生命,没有谁的生命是走得一帆风顺的。

    除非是庸才。

    否则,必定要经历一番寒彻骨,还有痛彻心扉后,才能奋起。

    “准备好了吗?”

    什么准备好了。

    苏浅希还没注意,她听到女人悦耳的声音在耳边响起。

    “试试让自己静静,冷静下来再去思考问题。”

    苏浅希看着她,后面见她朝盆里凉水指了指。

    “尽量将呼吸淹没在水里,感受下什么感觉。”

    溺水的感觉嘛。

    她有些手脚发软。

    但是面对感觉一座大山的女主,苏浅希跟着做了。

    彻骨的冰冷,让她想起来。

    但是耳边有句话传来的时候,她没有动了。

    “亲自感受下,生命的不易,你就会珍惜还有抗争。我能给你的,跟你能靠自己获取的,终究是不一样的。”

    她在静静的听着帝斯瑜讲话,即便现在整个头闷在水里,她已经在渐渐的感觉到缺氧了。

    “生命就是这样,不断的去探索你的极限,然后突破它,再超越它,这就是生命。”
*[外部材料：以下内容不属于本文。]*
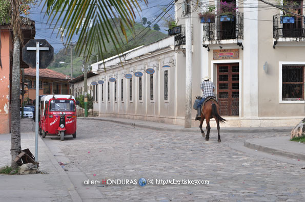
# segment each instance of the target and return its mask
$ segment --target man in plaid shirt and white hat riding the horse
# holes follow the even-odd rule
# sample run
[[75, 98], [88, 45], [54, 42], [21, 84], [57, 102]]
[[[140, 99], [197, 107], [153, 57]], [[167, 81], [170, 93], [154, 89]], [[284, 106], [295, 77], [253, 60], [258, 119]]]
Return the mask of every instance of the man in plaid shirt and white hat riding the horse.
[[202, 99], [200, 100], [200, 102], [197, 105], [197, 116], [195, 118], [195, 120], [200, 120], [201, 119], [201, 105], [202, 103], [205, 102], [206, 98], [209, 96], [214, 96], [213, 92], [215, 90], [215, 85], [212, 81], [210, 81], [210, 77], [209, 76], [205, 76], [204, 77], [204, 81], [201, 82], [200, 84], [200, 89], [202, 91]]

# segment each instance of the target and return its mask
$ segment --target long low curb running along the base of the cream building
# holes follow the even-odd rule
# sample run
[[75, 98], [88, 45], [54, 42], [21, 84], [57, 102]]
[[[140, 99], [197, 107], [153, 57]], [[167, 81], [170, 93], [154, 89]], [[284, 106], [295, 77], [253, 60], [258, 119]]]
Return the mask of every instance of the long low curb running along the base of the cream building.
[[[103, 118], [90, 118], [90, 117], [78, 117], [77, 119], [83, 119], [83, 120], [94, 120], [94, 121], [105, 121], [105, 122], [112, 122], [112, 123], [118, 123], [118, 124], [125, 124], [130, 125], [133, 127], [140, 127], [140, 128], [148, 128], [153, 130], [159, 130], [159, 131], [169, 131], [169, 132], [200, 132], [199, 127], [194, 128], [173, 128], [173, 127], [182, 127], [181, 125], [172, 125], [172, 128], [165, 128], [165, 127], [158, 127], [158, 126], [152, 126], [152, 125], [144, 125], [144, 124], [138, 124], [135, 122], [127, 122], [127, 121], [117, 121], [112, 119], [103, 119]], [[148, 124], [150, 122], [147, 122]], [[156, 122], [157, 124], [157, 122]], [[258, 132], [291, 132], [292, 127], [280, 127], [280, 128], [266, 128], [266, 127], [250, 127], [250, 128], [226, 128], [222, 127], [220, 128], [221, 132], [226, 133], [258, 133]], [[211, 131], [217, 132], [216, 128], [211, 128]]]

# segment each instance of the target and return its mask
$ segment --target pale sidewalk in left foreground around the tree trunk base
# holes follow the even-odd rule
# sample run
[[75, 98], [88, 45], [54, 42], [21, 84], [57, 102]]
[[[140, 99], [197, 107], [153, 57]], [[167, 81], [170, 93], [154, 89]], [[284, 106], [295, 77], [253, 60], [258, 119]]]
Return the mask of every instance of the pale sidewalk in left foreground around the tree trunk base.
[[[21, 134], [22, 149], [35, 153], [35, 133]], [[0, 167], [10, 165], [10, 134], [0, 135]], [[44, 174], [0, 174], [0, 201], [81, 201], [53, 154], [38, 137], [39, 170]]]

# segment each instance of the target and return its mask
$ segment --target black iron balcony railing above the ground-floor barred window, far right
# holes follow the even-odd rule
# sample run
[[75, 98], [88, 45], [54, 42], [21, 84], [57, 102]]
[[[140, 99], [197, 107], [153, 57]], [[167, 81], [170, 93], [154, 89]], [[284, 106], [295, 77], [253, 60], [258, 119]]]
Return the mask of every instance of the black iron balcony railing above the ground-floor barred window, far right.
[[304, 22], [303, 17], [273, 15], [273, 38], [289, 37], [295, 40], [304, 38]]

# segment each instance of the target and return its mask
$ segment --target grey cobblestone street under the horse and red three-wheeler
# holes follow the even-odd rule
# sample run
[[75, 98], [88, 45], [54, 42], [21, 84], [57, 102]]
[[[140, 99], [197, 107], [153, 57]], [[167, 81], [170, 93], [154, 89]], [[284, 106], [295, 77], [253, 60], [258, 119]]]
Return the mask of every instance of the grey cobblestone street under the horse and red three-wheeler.
[[[220, 128], [221, 131], [221, 128]], [[77, 138], [52, 141], [90, 179], [154, 179], [154, 185], [95, 185], [108, 201], [303, 201], [304, 170], [294, 164], [257, 158], [229, 147], [246, 139], [284, 133], [210, 134], [162, 132], [109, 122], [77, 121]], [[47, 137], [48, 138], [48, 137]], [[58, 141], [58, 142], [57, 142]], [[54, 145], [55, 145], [54, 144]], [[297, 161], [297, 160], [295, 160]], [[67, 171], [69, 172], [69, 171]], [[156, 179], [209, 184], [156, 185]], [[79, 185], [84, 186], [79, 179]], [[76, 179], [77, 183], [77, 179]], [[94, 185], [88, 185], [88, 191]]]

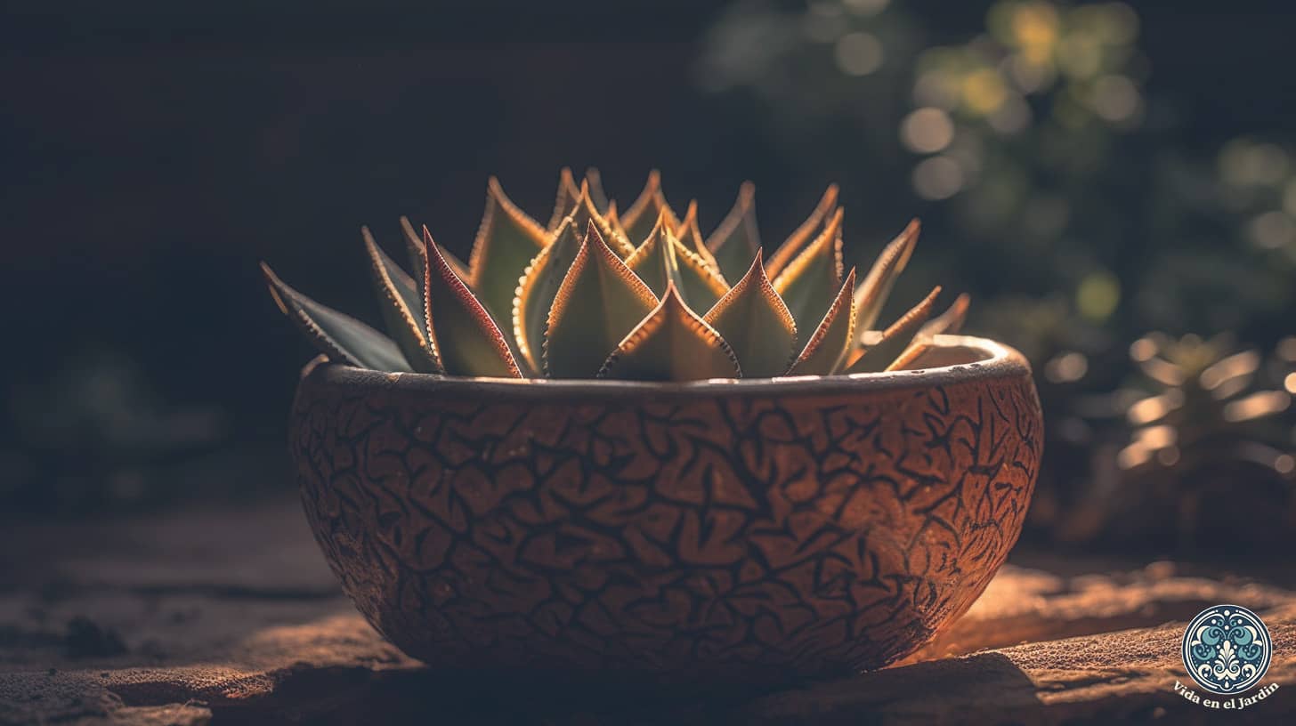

    她耳朵一直在轰鸣声直响,但是她却在认真的思索着帝斯瑜讲的话。

    什么是生命的极限,又如何去超越这种极限。

    她想,只有在生死一线间,学会抗争,度过去了,这就是极限。

    所以在她因为自己会被憋死溺水而亡的时候,忽然她感觉呼吸一阵轻松。

    水盆被砸了个dong,然后盆里的水,全流了出去。

    她大口大口的喘着粗气,被憋的苍白的脸色,渐渐因为回氧,开始恢复一点生气。

    耳边再次传来一个声音,“看,当你在拼尽全力去拼搏和超越极限的时候,你说不定就会遇到在路上拉你一把的人。

    因为谁也不知道,在下一个路口拉你的人,会在哪里,而你能做的,就是永远坚持。”

    苏浅希瞪着大大的双眼,眼睛里的光芒,从迷茫再到镇定。

    不论她现在懂了多少帝斯瑜说的话,但是此刻,她是只有一个感觉。

    活着真好。

    只有活着,也才有希望。

    所以她抬头,定定的看着帝斯瑜,认真的说,“瑜姐,我懂了。”

    帝斯瑜自己也不好受。

    看着苏浅希差点被憋过气的时候,她心里一阵慌乱闪过。

    她是一个对自己对下手都能狠的人,独独面对苏浅希的那一刻,她没有让她到极限,就打破了盆子。

    因为她害怕。

    这样的情绪,出现在帝斯瑜的人生里,除了她八岁那年,母亲绝望的跳下楼的瞬间感受到外,这么多年了,这样的情绪,她已经很少感受到了。

    所以她定定的站在墙壁,jiāo叠的双腿,就这么随意的靠在化妆桌脚上,看起来随意又美得慑人。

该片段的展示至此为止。